The incident has also pricked the conscience of the people over the sufferings that truck drivers plying along the National Highways have to endure for ensuring adequate food supply in the State.
That was the precise reason why TDC with the support of the other transporters' organizations like All Manipur Road Transport Drivers and Motor Workers' Union (AMRTDMWU) has come out strongly and taken up the issue with the Government of Manipur for doing justice.
Expectedly, when the lifeless body of Gobardhon was brought to Imphal from Kohima and a mass prayer service was felicitated by AMRTDMWU to enable the public to pay their last respect to the departed soul, many people from different walks of life turned at the office of AMRTDMWU located at Mantripukhri in morning of February 9.

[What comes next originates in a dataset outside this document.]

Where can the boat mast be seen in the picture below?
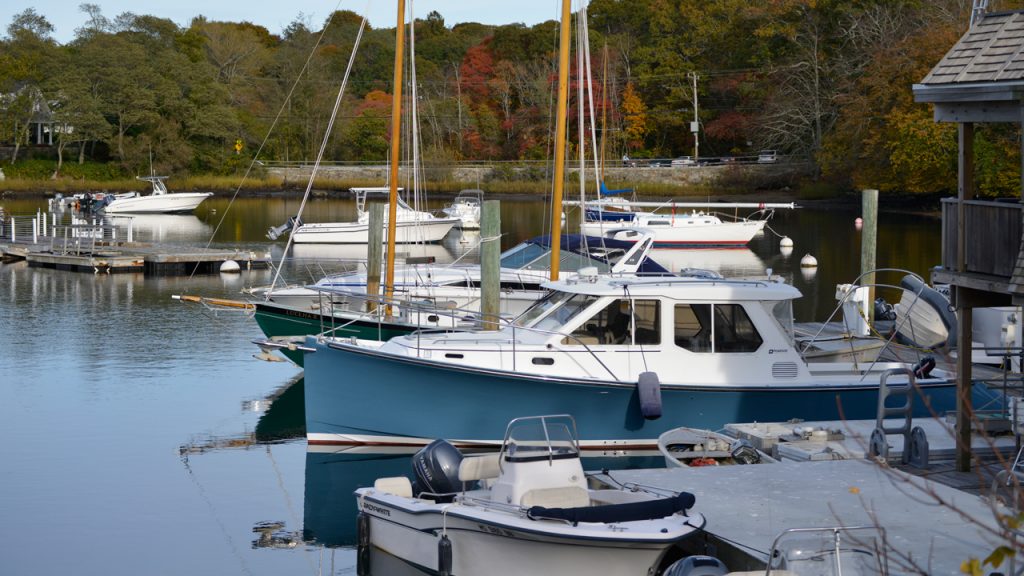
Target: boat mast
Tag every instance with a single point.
(560, 118)
(392, 209)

As the prayer service was in progress, a police team under the leadership of Imphal East SDPO Manjit descended and went berserk firing tear gas canisters at the mourners who were blocking the National Highway segment at Mantripukhri.
Instead of peaceful talks and negotiations to clear the Highway, which they could have adopted for resumption of traffic flow, the manner in which the police team had flexed their muscles against the mourners too was equally condemnable in the strongest term.
However, leaving aside the question of whether or not AMRTDMWU and TDC have given prior call to the public to stop plying vehicles along the stretch of the National Highway from 6 am to 6 pm on the day of prayer service, the fact still remains that under Section 8 (B) of the National Highways Act, obstruction of a National Highway is a non-bailable offence and anyone who violates this section can be arrested and imprisoned for upto 5 years.
On the other hand, the State Government should do away with its habit of giving assurances if they are not going to be kept.
Assurances may quell the anger of an aggrieved party temporarily, but giving assurances all the time without the commitment to solve the problems in hand is, definitely, not the sign of good governance.